Sunday, January 15, 2012

Another kind of attention deficit

Quite often I meet with parents who are concerned about their child’s ploys for attention: a broody daughter’s mood swings, a tantrumming son’s belligerence, a withdrawn teenager’s prolonged silence or apathy. Should I ignore him? they wonder, concerned that if they pay their child any attention, they might be reinforcing a negative behaviour.

My answer to this is that any ploy for attention, no matter how unsavoury it may be to you, is still a cry for attention and you should listen to it. To ignore it or worse, punish it, won’t make the need go away, it will only frustrate and exacerbate it, increasing your child's sense of a deficit in attention from you and probably spurring him on to bigger and better ways of getting his needs met.

Instead, give your child the attention he needs.
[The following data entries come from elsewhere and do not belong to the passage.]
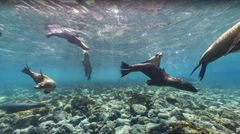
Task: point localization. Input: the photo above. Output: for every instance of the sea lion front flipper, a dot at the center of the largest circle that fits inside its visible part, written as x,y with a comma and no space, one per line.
236,43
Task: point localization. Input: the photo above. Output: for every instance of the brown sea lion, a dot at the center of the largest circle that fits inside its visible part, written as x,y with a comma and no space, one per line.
17,107
67,33
157,75
156,60
87,65
228,42
42,81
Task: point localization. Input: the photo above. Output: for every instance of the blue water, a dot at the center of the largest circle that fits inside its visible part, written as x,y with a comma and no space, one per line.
115,32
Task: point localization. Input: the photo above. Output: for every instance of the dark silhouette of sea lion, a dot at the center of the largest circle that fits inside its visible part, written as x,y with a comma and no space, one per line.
87,65
17,107
156,59
158,76
228,42
67,33
42,81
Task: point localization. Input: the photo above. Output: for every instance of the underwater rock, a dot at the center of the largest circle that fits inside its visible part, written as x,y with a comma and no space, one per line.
189,116
139,120
153,115
141,99
113,115
164,115
138,109
183,127
42,111
67,108
65,128
29,130
230,124
5,128
122,129
47,125
28,120
60,115
75,120
171,99
81,104
108,128
122,122
152,128
138,129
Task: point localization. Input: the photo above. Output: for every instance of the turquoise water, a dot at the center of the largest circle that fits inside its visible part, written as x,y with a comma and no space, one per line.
115,32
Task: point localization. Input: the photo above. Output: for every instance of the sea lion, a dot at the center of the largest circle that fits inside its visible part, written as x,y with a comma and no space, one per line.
87,65
67,33
157,75
17,107
228,42
42,81
156,59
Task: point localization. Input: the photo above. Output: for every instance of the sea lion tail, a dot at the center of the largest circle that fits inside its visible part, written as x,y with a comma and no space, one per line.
202,71
26,70
89,77
125,69
196,67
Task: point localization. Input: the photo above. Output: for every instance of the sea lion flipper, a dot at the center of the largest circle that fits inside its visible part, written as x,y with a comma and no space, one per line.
125,69
202,71
235,44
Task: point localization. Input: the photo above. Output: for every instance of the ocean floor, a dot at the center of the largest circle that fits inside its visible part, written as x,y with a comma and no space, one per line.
131,110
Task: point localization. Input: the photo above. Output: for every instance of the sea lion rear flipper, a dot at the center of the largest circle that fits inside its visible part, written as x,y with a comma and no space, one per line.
235,44
125,69
26,69
202,71
195,68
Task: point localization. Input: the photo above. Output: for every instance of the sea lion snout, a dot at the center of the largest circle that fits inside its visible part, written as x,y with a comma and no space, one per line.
158,55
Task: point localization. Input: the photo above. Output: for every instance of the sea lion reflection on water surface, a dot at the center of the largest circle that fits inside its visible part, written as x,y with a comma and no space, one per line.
227,43
87,65
42,81
67,33
157,75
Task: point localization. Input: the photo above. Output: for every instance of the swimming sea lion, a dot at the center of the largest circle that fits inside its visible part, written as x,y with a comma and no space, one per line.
42,81
227,43
17,107
67,33
87,65
156,60
157,75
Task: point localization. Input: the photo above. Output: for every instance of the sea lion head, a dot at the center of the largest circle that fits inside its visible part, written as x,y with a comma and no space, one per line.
190,87
46,86
159,55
Without indulging a behavior you do not condone, tell your child you’re concerned about his mood and/or acting out, and that you feel very badly that he’s suffering. Gently explain that, although you refuse to be the brunt of any aggression or rudeness (and please do remove yourself from a situation that is unacceptable to you!), you’d like him to come and talk to you when he feels ready to explain what’s going on with words. Tell him you’d like to understand him and help him feel better. Once your child has calmed down and, if he is still unable to put words on his feelings, which is pretty likely, offer some hypotheses of your own. Are you angry at your little sister? Frustrated with school? Upset about what someone said or did that hurt your feelings? Assume that your child is hurting for a reason and give him your unconditional loving support.

As a general rule, if your child seems excessively attention-seeking to you, make more time to be with him. Show him you are available and that you care. Curb the deficit by being more emotionally present. Just be there.


Tuesday, January 3, 2012

ADD?


Does your child always want to do what he feels like doing and only how and when he feels like doing it? Congratulations then! Your child is normal and healthy.

Take it a step further though, to where your child is uncompromising to the point where he really doesn’t care what you or others want and his stubbornness deteriorates into tantrums that he should have outgrown by now and his behavior is really trying your nerves… well, then, maybe he is displaying symptoms of so-called Attention Deficit Disorder or ADD, with or without the “H” for “Hyperactivity”, the disorder so frequently diagnosed in young school-aged boys (see these Fast Stats).

ADD is not a form of moral deviance due to rudeness, orneriness, or anything that may be within your child’s conscious control. Nor is it a mental or learning disability. In fact, although ADD is commonly believed to be an attentional deficit, it is not due to a lack of capacity for attention or to "selective inattention”. It is in fact just a set of behaviors related to poor impulse control due to the immaturity of the frontal lobe cortex, the part of the brain responsible for filtering out irrelevant information, thereby enabling us to stay task-focused despite a constant flux of competing ideas and urges.

The more active your child's mind, the more difficult it may be for him to stay focused and self-controlled. Since this part of the brain is well-known to develop more slowly in boys, this may explain why boys seem more impulsive and scatter-brained than girls. Because of this developmental discrepancy, boys in some parts of the UK now start primary school one year later than girls. Normally, with time, the frontal lobe catches up to other parts of the brain such that an ADD child without other learning problems, although he may always remain more spirited than others, will surely grow into an adult with a very active and creative intellect.